Arimochi et al. (1997) studied the effect of numbers of intestinal bacteria on AC formation with AOM as the administered carcinogen. They presented very different conclusions than those of other investigators about the genera of bacteria that decrease AC formation. Bifidobacteria had no effect, whereas both L. acidophilus and C. perfringens decreased AC formation significantly. The culture supernatants were found to mediate the effect, suggesting a metabolite product (they suggested butyrate produced by C. perfringens). The drinks containing bacterial cultures were prepared freshly each day, but there is no indication of how much the rats drank of each solution, even though similar numbers of each bacteria were added to the drinks. It is possible that bacteria exhibited differential survival in the bottles before actual consumption. The authors did not find that ß-glucuronidase activity was affected by L. acidophilus, even though AC were decreased by L. acidophilus. C. perfringens treatment also did not increase ß-glucuronidase activity, as would be expected if this enzyme and C. perfringens were positively correlated with AC development; in fact, C. perfringens was correlated with decreased AC development.

Onoue et al. (1997) studied the effects of inoculating germ-free rats with various combinations of microbiota. Germ-free rats were given Escherichia coli, Enterococcus faecium, and several strains of Bacteriodes and Clostridium sp. (gnotobiotic) or feces from conventional rats. They were then given DMH injections 3 and 4 wk later and then killed 11 or 34 wk after that. Addition of bacteria to germ-free rats increased both the ACF with four or more AC and the mean number of AC per focus. When Bifidobacterium breve was added to the defined inoculation (gnotobiotic) noted above, ACF with four or more AC per focus and crypt multiplicity were significantly lower at 11 wk, but not at 34 wk. B. breve addition did not affect the fecal microflora, again making it difficult to attribute the differences to changes in numbers of flora.

Goldin et al. (1996) studied the effect of dietary fat (20 and 5%) and administration of Lactobacillus casei on development of tumors in DMH-treated Fischer 344 rats. A lyophilized powder of 10¹¹ viable cells/g was added at 1% of the diet. The rats consumed ~2–4 x 10¹⁰ organisms/d. At 24 wk, in the high fat group fed the lactobacillus before, during and after DMH injections, colon tumors numbered 24 vs. the DMH control number of 74 (not significantly different, but colon tumors per tumor-bearing animal were 3.7 vs. 1.7, which was significantly different. There was also a significant decrease in percentage of rats with tumors, from 100% in the control to 71% in the rats fed lactobacilli. This study highlights problems with expression of data, when various measures that are used to indicate development of precancerous lesions do not correlate. The question of the most meaningful expression of data remains to be answered.

The outcomes measured in human studies are more indirect and provide more circumstantial evidence than is offered by animal studies, but may support or refute data from animal studies in the host of most interest. Advantages of human studies are as follows: 1) this is the real population target of colon cancer prevention and the information gained from studies can be applied more directly (such as efficacy of various strains or degree of colonization); 2) the variability of the population plays an important role, in contrast to studies using homogeneous populations of animals. A few recent studies illustrate the nature of human studies that have addressed various aspects of the relationships among diet, fecal bacteria and colon cancer risk.

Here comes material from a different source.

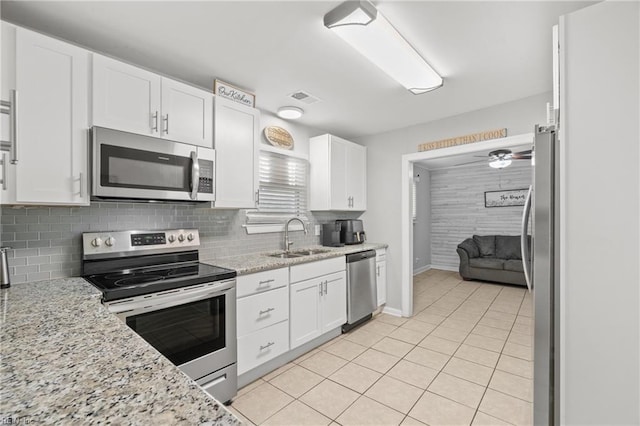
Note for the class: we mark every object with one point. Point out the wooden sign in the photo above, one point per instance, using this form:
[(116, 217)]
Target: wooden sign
[(513, 197), (226, 90), (462, 140), (277, 136)]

Meijer-Severs et al. (1993) compared SCFA concentration and selected bacteria in controls and patients with familial polyposis before and after colectomy. Preoperative patients had bacterial counts similar to those of controls (B. fragilis in control: 10⁹; preop, 10⁹; postop, 10⁷; bifidobacteria: control, 10^9.5; preop, 10^9.75; postop, 10^8.1). After colectomy, numbers of Bacteroides and bifidobacteria were decreased compared with preop and controls. The ratio of acetic acid to other SCFA increased, in proportion to decreases in other SCFA.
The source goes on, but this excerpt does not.